I ran across this years ago. Just used it in break I had and cranked out (a measley) 500 words in half an hour.
I think it was someone else responding to Lester Dent’s master plot. If you haven’t looked at that you should, it’s a guide to how to crank out 6,000 word stories that turns out to be fairly useful for other lengths as well.
Dent’s stories were in four parts. At the end of parts one, two, and three there was a twist; a disaster, a catastrophe, a new mcguffin, a new face of an existing character, whatever. Just something that means the hero is more confused and/or in deeper trouble. There’s more, but that’s what’s useful in this specific case.
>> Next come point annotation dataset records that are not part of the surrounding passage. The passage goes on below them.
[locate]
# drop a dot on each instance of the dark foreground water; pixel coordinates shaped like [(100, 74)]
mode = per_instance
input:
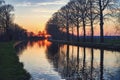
[(50, 61)]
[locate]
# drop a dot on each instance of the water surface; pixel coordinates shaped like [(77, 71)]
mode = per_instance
[(51, 61)]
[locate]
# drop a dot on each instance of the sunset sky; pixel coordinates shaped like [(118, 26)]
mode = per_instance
[(33, 14)]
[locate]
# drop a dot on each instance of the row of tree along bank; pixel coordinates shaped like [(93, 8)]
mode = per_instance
[(79, 15)]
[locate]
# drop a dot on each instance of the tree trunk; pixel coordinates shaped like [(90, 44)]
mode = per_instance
[(84, 29), (78, 31), (101, 23), (91, 22)]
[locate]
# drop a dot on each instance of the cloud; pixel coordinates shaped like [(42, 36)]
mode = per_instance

Specifically: don’t write aimed at the end of the story. Aim for the twist at the end of the chapter.
yes, the ‘chapter’ I just wrote is too short. 500 words? feh – two pages. But it let me get the story rolling. It let me introduce someone who may or may not turn out to be important. (Yes, I’m writing by the seat of the pants. I’ve got a situation. I’ve got a protagonist. I don’t know if he’ll live or die by the end, or exactly how he’s going to get through this disaster. Makes it kind of weird if you want the truth. I’ve heard it called being a panster; writing by the seat of your pants.)
So it worked, it’s got more story percolating, and I thought I’d put the idea down before I go back and find out what happens next to Mike so if I need it again it’s easy to find.
And that means you get to take a look as well.